A relação que você tem com os seus pais hoje, na fase adulta, é a relação que eles tinham com você, quando você era pequeno e totalmente dependente deles. 

Pare de absorver pessoas que estão em falta com você sob o pensamento de que elas deram aquilo que elas podiam dar. Nem sempre. As vezes elas só não queriam dar nada mesmo. 

Ontem parei em um video no tiktok em que a moça, uma psicanalista, diz apenas essa primeira frase. O video ficou repetindo incontáveis vezes ate que sai do transe e consegui deslizar a tela. 

Hoje aconteceu semelhante quando me peguei presa no video de um rapaz, neuropsicólogo, com a segunda frase rodando sem parar. 

Mais cedo, na minha faxina e só no tempinho em que estava cuidando da cozinha, minha mãe passou no meio, cinco vezes. Todas as quatro primeiras, respirei fundo e me obriguei ressignificar o ódio que senti. Na quinta, soltei a vassoura e perguntei se ela se lembrava de me dar vassouradas na cabeça quando eu era criança, por apenas existir. Eu me escondia, saia da frente, não atrapalhava, não falava, não respirava para não ser notada. Mesmo assim, vez ou outra, tomava a lapada se o dia dela não estava bom.  

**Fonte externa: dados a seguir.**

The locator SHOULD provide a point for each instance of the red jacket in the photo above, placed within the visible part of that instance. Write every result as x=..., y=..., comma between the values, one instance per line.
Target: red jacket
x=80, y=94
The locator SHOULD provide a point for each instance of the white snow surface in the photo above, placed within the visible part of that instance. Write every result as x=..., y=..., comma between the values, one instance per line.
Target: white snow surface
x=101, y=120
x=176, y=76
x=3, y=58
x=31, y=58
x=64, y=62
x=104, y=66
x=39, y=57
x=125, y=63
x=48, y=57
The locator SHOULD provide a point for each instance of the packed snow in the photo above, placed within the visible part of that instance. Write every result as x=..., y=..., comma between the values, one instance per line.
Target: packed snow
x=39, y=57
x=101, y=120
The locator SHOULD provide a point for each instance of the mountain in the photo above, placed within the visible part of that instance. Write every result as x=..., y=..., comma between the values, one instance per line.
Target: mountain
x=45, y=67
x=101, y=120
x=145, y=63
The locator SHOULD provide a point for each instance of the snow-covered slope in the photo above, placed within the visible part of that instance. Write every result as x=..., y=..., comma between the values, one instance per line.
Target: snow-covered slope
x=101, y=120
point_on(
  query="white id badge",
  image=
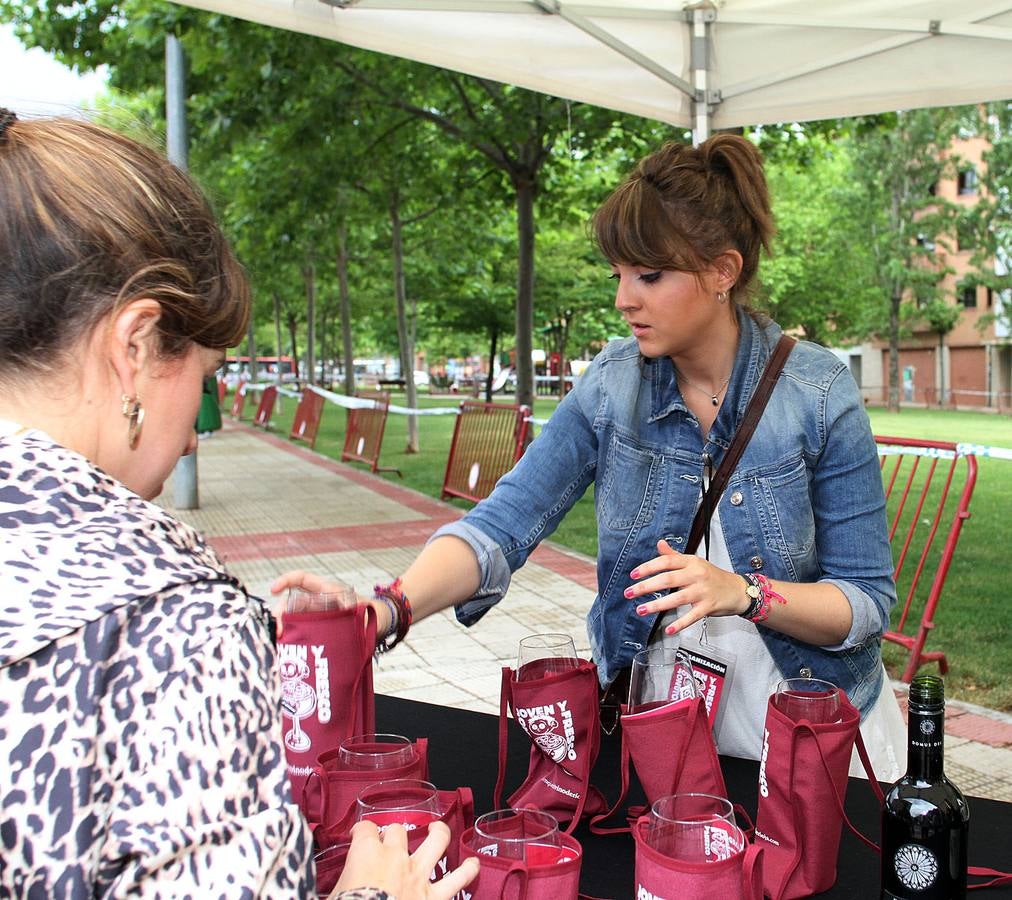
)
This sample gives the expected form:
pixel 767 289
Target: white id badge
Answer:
pixel 713 669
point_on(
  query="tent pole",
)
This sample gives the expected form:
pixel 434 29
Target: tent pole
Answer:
pixel 185 490
pixel 700 17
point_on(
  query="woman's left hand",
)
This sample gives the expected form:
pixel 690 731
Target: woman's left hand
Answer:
pixel 692 581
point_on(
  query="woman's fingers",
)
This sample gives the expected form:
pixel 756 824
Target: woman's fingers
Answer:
pixel 296 578
pixel 433 848
pixel 454 881
pixel 396 836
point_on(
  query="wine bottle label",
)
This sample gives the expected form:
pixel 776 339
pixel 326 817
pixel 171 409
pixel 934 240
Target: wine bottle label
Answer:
pixel 926 731
pixel 916 867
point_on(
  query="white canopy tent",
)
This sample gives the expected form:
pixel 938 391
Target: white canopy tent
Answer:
pixel 701 65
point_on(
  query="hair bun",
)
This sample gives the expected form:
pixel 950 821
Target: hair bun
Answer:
pixel 7 118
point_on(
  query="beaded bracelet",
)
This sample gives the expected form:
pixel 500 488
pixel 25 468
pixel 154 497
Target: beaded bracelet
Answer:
pixel 759 608
pixel 400 607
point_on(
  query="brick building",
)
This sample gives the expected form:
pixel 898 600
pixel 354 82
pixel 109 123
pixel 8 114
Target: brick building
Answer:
pixel 974 366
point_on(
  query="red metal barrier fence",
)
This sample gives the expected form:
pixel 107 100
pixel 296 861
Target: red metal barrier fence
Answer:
pixel 363 437
pixel 928 488
pixel 239 401
pixel 307 421
pixel 488 439
pixel 265 409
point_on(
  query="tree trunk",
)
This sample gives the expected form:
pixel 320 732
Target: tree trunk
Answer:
pixel 894 351
pixel 345 308
pixel 524 292
pixel 293 338
pixel 404 341
pixel 309 277
pixel 492 364
pixel 941 370
pixel 277 335
pixel 251 349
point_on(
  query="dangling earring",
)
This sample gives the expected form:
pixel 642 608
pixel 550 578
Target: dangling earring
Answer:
pixel 134 411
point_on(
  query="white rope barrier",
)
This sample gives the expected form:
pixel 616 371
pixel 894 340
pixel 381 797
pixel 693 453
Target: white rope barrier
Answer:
pixel 962 450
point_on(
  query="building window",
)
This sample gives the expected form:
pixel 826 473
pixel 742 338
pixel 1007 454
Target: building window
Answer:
pixel 967 180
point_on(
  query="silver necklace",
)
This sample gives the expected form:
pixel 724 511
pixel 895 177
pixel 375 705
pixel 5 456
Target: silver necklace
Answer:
pixel 712 397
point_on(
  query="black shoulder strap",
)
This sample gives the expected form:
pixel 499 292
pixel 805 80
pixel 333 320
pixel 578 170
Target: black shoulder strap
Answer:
pixel 741 439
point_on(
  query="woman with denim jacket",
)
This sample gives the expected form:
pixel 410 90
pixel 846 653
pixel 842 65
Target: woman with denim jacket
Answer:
pixel 802 518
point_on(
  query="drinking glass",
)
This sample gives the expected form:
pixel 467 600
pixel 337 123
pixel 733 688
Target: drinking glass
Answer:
pixel 694 828
pixel 660 676
pixel 525 834
pixel 540 655
pixel 302 600
pixel 376 751
pixel 408 802
pixel 813 700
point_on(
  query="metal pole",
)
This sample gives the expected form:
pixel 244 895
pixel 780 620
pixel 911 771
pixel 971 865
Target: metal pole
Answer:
pixel 701 16
pixel 185 493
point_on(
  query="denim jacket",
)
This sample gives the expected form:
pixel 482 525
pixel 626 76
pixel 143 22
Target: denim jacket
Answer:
pixel 806 502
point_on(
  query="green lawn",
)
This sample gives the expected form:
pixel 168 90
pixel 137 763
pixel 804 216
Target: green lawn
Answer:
pixel 975 611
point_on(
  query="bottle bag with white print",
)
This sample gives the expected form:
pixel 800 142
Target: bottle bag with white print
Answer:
pixel 732 875
pixel 325 662
pixel 672 749
pixel 803 780
pixel 559 713
pixel 331 789
pixel 456 811
pixel 551 875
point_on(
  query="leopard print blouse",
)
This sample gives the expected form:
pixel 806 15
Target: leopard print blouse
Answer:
pixel 140 728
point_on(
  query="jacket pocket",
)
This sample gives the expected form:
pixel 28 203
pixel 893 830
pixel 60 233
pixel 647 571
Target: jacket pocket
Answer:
pixel 783 504
pixel 624 498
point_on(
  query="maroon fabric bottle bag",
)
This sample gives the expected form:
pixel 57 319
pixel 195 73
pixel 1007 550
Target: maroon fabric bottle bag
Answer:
pixel 331 789
pixel 554 875
pixel 673 751
pixel 456 811
pixel 658 876
pixel 325 660
pixel 803 781
pixel 559 712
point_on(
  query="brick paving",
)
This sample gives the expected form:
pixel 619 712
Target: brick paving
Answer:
pixel 269 506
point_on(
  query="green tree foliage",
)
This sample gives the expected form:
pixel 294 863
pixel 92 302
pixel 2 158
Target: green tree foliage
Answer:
pixel 820 277
pixel 898 161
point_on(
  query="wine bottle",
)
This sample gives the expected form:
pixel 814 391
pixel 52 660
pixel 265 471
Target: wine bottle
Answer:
pixel 925 817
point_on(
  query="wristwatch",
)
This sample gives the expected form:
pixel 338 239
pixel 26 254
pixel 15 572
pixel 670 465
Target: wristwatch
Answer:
pixel 753 590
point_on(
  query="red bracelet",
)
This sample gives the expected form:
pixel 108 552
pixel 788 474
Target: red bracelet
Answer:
pixel 393 595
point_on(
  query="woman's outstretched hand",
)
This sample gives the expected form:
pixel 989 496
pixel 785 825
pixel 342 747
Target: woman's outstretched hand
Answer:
pixel 383 862
pixel 318 584
pixel 687 580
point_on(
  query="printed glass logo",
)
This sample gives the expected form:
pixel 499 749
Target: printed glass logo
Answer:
pixel 916 867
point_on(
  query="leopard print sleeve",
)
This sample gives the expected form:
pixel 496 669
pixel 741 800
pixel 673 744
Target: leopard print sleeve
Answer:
pixel 140 718
pixel 200 802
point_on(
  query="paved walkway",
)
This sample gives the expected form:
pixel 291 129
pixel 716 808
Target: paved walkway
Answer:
pixel 268 506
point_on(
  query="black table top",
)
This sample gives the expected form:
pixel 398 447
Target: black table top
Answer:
pixel 464 749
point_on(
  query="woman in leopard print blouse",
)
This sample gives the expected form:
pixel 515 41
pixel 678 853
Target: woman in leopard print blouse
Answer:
pixel 140 722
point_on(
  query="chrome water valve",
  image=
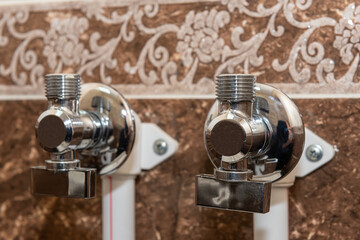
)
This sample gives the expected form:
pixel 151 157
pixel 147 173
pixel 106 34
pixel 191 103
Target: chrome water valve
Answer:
pixel 96 128
pixel 254 136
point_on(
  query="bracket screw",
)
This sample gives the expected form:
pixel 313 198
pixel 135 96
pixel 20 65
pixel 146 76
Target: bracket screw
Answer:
pixel 160 147
pixel 314 152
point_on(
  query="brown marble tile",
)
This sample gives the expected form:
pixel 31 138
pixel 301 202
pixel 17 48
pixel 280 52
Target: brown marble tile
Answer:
pixel 323 205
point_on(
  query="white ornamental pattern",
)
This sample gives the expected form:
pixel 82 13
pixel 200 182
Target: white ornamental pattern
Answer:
pixel 70 44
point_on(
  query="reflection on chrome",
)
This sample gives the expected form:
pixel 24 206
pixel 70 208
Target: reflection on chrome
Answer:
pixel 253 134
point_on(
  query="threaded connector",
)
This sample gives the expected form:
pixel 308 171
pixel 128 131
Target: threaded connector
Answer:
pixel 62 86
pixel 235 87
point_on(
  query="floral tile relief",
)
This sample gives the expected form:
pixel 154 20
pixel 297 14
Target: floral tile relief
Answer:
pixel 177 48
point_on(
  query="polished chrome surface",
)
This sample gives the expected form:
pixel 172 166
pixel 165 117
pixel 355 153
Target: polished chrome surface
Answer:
pixel 118 138
pixel 99 125
pixel 248 196
pixel 253 134
pixel 160 146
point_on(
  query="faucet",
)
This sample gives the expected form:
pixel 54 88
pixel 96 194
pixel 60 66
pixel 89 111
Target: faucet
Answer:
pixel 96 128
pixel 254 136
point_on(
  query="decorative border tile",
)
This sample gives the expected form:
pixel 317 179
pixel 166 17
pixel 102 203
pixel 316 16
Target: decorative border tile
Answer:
pixel 144 53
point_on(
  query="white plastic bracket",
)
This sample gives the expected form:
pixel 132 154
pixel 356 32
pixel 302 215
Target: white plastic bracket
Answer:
pixel 306 166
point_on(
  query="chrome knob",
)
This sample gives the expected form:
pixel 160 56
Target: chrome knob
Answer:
pixel 254 135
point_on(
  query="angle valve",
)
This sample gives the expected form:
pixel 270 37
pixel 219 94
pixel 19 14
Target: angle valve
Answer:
pixel 254 135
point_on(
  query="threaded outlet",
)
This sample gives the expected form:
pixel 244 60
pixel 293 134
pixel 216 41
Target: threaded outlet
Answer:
pixel 235 87
pixel 62 86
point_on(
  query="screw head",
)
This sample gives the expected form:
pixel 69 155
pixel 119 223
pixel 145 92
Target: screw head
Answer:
pixel 314 152
pixel 160 147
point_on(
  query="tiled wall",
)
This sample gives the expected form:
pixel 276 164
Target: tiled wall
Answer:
pixel 171 51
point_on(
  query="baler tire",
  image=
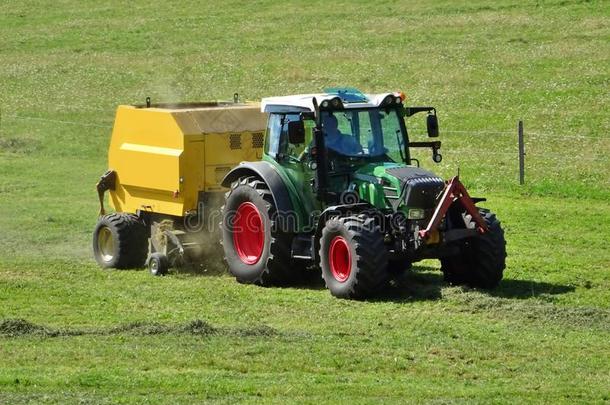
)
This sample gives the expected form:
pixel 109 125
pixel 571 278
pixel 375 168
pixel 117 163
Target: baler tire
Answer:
pixel 367 257
pixel 482 259
pixel 120 240
pixel 274 265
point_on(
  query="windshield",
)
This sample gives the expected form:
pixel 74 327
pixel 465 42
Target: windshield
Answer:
pixel 365 133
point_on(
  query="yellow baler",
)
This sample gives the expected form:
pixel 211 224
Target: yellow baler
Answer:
pixel 164 160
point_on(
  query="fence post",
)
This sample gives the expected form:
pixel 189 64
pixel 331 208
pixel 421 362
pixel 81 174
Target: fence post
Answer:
pixel 521 154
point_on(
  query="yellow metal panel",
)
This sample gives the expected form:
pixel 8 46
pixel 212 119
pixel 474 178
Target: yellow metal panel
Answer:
pixel 164 157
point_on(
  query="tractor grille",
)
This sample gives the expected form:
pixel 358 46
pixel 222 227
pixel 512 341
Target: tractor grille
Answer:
pixel 257 140
pixel 235 141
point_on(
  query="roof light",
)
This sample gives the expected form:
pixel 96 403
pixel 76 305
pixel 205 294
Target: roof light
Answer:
pixel 401 94
pixel 347 94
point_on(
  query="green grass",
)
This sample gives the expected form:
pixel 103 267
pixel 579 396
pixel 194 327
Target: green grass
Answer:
pixel 70 333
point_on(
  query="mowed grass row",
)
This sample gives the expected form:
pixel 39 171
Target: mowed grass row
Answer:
pixel 70 332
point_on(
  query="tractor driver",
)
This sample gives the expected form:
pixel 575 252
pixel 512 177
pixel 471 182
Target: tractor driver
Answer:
pixel 337 141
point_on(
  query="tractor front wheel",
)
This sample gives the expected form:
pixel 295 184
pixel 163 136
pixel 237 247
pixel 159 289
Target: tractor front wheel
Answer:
pixel 353 257
pixel 481 260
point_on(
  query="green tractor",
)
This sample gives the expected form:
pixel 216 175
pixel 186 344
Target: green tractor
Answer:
pixel 336 190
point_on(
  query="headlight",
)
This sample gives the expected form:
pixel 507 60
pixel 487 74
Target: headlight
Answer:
pixel 416 213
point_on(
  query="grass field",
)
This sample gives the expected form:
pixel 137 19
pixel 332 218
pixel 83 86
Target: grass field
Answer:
pixel 71 333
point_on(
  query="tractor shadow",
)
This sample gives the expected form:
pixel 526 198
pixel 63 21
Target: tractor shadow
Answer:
pixel 422 283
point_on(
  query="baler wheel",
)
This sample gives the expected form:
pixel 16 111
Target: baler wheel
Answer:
pixel 120 241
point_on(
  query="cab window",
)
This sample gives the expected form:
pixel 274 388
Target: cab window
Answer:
pixel 277 142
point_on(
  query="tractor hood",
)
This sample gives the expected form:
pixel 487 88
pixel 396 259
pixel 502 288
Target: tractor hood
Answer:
pixel 400 184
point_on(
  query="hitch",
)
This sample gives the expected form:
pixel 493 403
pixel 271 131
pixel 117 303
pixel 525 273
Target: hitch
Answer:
pixel 454 191
pixel 107 182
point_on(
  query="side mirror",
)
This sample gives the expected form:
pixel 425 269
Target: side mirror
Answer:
pixel 296 132
pixel 432 125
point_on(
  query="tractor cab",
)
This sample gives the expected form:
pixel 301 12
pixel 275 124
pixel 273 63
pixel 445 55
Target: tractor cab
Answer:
pixel 335 138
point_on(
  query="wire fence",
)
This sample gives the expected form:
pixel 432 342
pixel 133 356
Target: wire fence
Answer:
pixel 458 148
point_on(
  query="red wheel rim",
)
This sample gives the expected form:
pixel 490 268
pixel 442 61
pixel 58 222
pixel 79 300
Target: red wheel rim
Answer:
pixel 248 233
pixel 340 259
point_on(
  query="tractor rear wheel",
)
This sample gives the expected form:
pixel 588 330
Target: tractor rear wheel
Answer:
pixel 255 251
pixel 120 241
pixel 353 257
pixel 481 260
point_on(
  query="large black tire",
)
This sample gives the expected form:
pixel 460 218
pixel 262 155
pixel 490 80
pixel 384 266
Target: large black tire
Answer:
pixel 482 259
pixel 120 241
pixel 267 260
pixel 353 257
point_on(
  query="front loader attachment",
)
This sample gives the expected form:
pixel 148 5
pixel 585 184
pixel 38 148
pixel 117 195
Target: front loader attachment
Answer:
pixel 454 192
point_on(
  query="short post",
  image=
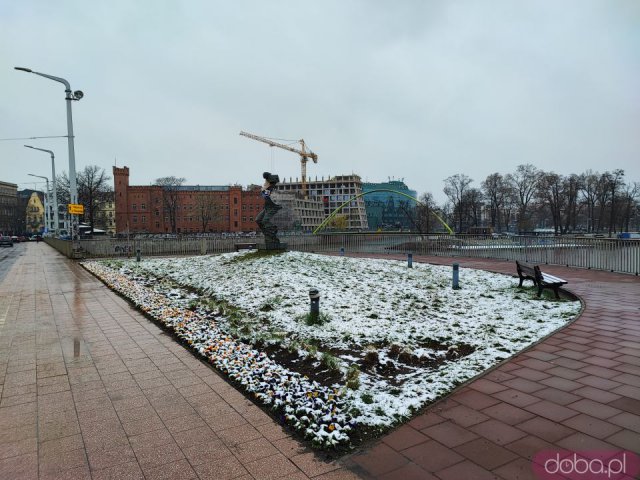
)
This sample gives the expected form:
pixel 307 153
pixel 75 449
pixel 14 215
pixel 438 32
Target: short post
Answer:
pixel 314 296
pixel 456 268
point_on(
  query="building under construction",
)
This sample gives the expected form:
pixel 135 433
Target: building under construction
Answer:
pixel 330 194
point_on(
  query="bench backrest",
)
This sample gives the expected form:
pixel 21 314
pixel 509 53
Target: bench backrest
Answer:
pixel 525 270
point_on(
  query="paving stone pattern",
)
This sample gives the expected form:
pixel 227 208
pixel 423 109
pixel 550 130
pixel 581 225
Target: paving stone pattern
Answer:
pixel 578 389
pixel 92 389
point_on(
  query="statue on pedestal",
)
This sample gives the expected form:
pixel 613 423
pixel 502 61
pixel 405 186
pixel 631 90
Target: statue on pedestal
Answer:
pixel 269 230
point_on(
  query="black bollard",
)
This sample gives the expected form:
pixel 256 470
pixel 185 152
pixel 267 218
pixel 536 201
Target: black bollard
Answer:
pixel 314 296
pixel 456 268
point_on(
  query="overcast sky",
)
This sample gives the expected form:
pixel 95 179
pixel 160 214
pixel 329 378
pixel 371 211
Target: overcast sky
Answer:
pixel 419 90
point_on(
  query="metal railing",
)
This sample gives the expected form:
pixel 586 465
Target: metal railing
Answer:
pixel 616 255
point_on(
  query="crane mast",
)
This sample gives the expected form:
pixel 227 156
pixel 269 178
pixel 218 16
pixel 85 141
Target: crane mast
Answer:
pixel 304 155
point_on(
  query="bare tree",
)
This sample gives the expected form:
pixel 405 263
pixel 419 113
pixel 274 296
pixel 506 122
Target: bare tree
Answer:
pixel 420 217
pixel 471 206
pixel 628 202
pixel 94 191
pixel 550 194
pixel 615 184
pixel 496 190
pixel 523 183
pixel 455 189
pixel 571 188
pixel 589 189
pixel 170 197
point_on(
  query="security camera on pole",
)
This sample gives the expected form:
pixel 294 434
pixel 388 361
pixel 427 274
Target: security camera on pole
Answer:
pixel 74 208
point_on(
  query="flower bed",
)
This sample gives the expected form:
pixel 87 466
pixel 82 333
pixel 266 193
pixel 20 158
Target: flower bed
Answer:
pixel 389 339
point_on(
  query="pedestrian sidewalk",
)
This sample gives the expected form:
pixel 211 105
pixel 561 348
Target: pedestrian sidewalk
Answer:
pixel 92 389
pixel 577 390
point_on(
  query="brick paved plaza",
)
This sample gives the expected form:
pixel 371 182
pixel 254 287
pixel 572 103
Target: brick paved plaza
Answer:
pixel 92 389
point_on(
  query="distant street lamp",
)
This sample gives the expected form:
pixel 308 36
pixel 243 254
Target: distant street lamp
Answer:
pixel 56 213
pixel 47 223
pixel 77 95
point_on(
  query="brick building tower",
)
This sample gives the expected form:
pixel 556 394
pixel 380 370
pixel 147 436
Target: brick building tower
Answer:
pixel 183 209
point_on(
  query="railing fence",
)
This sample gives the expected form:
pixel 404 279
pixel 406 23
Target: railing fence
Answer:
pixel 616 255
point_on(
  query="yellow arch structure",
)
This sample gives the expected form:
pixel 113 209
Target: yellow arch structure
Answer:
pixel 333 214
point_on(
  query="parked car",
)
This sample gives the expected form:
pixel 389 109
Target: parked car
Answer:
pixel 6 241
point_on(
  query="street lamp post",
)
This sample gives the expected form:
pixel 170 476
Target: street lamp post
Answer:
pixel 77 95
pixel 56 213
pixel 47 222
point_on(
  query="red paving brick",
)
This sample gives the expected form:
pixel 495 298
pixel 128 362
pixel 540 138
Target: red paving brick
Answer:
pixel 133 404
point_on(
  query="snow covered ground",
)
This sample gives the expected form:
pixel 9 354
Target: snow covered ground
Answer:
pixel 403 337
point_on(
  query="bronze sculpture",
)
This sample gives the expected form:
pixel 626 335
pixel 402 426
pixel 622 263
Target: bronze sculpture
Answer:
pixel 269 230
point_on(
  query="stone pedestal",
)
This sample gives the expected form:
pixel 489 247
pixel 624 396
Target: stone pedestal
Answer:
pixel 272 246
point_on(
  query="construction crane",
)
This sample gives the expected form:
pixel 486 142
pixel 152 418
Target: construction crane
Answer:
pixel 304 155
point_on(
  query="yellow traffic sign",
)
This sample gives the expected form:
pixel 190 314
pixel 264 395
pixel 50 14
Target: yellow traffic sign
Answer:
pixel 76 209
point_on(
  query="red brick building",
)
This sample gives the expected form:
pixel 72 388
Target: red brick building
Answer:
pixel 194 209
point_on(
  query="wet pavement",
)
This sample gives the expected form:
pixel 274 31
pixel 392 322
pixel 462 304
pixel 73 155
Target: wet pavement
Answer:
pixel 92 389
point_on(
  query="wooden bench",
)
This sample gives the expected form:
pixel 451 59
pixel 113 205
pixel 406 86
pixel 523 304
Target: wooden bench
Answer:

Não falei porque queria brigar. Na verdade não sei porque falei. Acho que foi só um desabado. Ela me ignorou, olhou com aquela cara de “você está louca, nunca fiz isso” e saiu se fazendo de coitada. Fiquei me sentido pior ainda pois veio aquele amargo de ser sempre a louca. 

Ha uns meses, fui até meu irmão, conversar sobre um assunto importante. Não se resolveu nada. Falei meu ponto, ele falou o dele. Um tempo depois, voltei ao assunto e ele disse que eu nunca tinha falado sobre aquilo. Fiquei frente a frente e pedi pra ele, olhando nos olhos, falar que não se lembrava de eu ter o procurado, tal dia, tal hora, em tal lugar. Ele categoricamente respondeu que eu nunca tinha tocado em tal assunto. 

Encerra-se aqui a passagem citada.